We’re going to use that exact notebook, just with one small adjustment so it connects to your Nebius deployment instead of a local Docker container.

In the section that defines the NIM connection, look for this part:

nim_host = "localhost"
port = "8000"
sampling_url = f"http://{nim_host}:{port}/sampling"
hidden_url = f"http://{nim_host}:{port}/hidden"
decode_url = f"http://{nim_host}:{port}/decode"

Replace it with:

# Nebius MolMIM endpoint (basic auth in URL)
nim_host = "<host>"  # update this to the app endpoint without http://, https:// and forward slashes
username = "<username>"  # update this to username that is set on deployment
password = "<password>"  # update this to password that is set on deployment
NIM_url = f"https://{username}:{password}@{nim_host}"
sampling_url = f"{NIM_url}/sampling"
hidden_url = f"{NIM_url}/hidden"
decode_url = f"{NIM_url}/decode"

# Optional: check if your NIM is ready
!curl {NIM_url}/v1/health/ready

That’s all you need to change. The rest of the notebook stays exactly as NVIDIA wrote it. Once you run it, the notebook will connect to your deployed MolMIM NIM and start generating molecules around your seed compound.

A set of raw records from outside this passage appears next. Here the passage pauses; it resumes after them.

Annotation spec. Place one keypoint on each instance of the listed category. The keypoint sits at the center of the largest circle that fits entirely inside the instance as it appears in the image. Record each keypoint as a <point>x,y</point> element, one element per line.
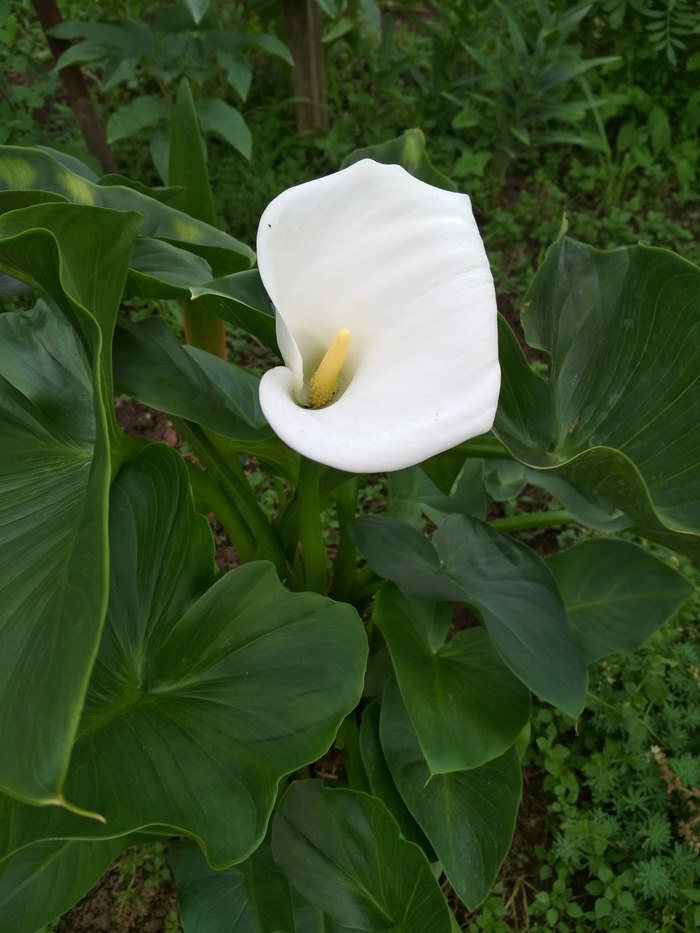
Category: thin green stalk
<point>524,521</point>
<point>310,529</point>
<point>215,501</point>
<point>345,566</point>
<point>348,739</point>
<point>230,477</point>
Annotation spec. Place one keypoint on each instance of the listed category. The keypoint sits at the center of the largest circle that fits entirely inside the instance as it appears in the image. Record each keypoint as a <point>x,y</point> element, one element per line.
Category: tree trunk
<point>302,19</point>
<point>74,83</point>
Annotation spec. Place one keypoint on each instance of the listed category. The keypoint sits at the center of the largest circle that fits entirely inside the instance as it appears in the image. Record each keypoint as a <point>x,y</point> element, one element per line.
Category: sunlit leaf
<point>204,692</point>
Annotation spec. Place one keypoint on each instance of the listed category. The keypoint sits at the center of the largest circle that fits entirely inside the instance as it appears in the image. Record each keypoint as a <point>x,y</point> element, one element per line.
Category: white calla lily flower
<point>386,319</point>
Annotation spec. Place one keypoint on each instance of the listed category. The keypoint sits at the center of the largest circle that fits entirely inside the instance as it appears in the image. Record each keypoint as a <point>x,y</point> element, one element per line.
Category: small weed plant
<point>620,801</point>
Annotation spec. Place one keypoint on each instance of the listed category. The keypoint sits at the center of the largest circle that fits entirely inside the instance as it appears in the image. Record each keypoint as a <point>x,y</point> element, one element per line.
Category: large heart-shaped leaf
<point>381,781</point>
<point>506,582</point>
<point>342,850</point>
<point>468,816</point>
<point>202,696</point>
<point>56,412</point>
<point>465,705</point>
<point>615,612</point>
<point>42,881</point>
<point>619,416</point>
<point>187,383</point>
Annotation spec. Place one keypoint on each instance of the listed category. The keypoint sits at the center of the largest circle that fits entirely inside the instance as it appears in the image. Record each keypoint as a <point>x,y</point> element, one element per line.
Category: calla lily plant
<point>386,319</point>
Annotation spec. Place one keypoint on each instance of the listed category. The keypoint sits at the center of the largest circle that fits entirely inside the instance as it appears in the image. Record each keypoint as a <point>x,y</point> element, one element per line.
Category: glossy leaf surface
<point>468,816</point>
<point>465,704</point>
<point>202,695</point>
<point>42,881</point>
<point>34,175</point>
<point>510,587</point>
<point>252,897</point>
<point>620,413</point>
<point>342,850</point>
<point>614,612</point>
<point>54,474</point>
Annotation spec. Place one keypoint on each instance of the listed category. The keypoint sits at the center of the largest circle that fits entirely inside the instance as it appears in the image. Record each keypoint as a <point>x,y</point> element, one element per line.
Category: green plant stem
<point>234,485</point>
<point>348,739</point>
<point>214,500</point>
<point>527,520</point>
<point>345,566</point>
<point>310,530</point>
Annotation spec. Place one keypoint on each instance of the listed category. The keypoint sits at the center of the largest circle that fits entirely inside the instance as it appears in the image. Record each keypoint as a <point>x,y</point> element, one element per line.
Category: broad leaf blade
<point>468,816</point>
<point>203,696</point>
<point>620,414</point>
<point>252,897</point>
<point>33,173</point>
<point>342,850</point>
<point>465,705</point>
<point>504,581</point>
<point>241,300</point>
<point>42,881</point>
<point>616,594</point>
<point>56,409</point>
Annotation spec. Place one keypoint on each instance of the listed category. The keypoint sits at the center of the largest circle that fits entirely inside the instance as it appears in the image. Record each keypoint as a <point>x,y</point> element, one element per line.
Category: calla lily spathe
<point>400,265</point>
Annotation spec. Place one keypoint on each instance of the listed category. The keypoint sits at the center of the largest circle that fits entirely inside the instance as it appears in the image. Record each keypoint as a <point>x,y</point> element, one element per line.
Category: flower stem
<point>310,530</point>
<point>345,566</point>
<point>214,500</point>
<point>528,520</point>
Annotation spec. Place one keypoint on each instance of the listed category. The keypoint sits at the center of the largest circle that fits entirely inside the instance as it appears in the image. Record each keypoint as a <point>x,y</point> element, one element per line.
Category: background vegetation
<point>544,111</point>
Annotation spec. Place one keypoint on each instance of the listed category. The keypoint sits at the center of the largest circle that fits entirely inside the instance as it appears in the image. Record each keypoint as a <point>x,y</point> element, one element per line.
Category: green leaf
<point>271,44</point>
<point>54,475</point>
<point>252,897</point>
<point>42,881</point>
<point>40,178</point>
<point>56,412</point>
<point>197,9</point>
<point>216,116</point>
<point>161,270</point>
<point>468,816</point>
<point>464,703</point>
<point>203,694</point>
<point>241,300</point>
<point>342,850</point>
<point>504,581</point>
<point>187,164</point>
<point>616,594</point>
<point>413,495</point>
<point>152,366</point>
<point>408,151</point>
<point>239,72</point>
<point>145,111</point>
<point>619,416</point>
<point>381,781</point>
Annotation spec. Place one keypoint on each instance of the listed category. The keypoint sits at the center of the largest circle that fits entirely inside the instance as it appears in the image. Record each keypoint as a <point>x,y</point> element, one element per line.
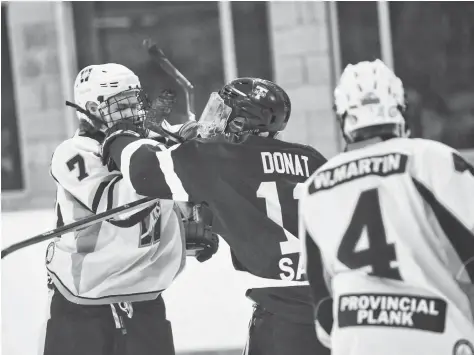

NVIDIA Blueprint for virtual screening in drug discovery

Once you get comfortable deploying and using NIM microservices with Nebius AI Cloud, you might want to see how these models can work together in a larger workflow. NVIDIA Blueprints make that possible. They are comprehensive reference workflows built with NVIDIA AI Enterprise libraries, SDKs and microservices. Each blueprint includes reference code, deployment tools, customization guides and a reference architecture to speed up deployment of AI solutions.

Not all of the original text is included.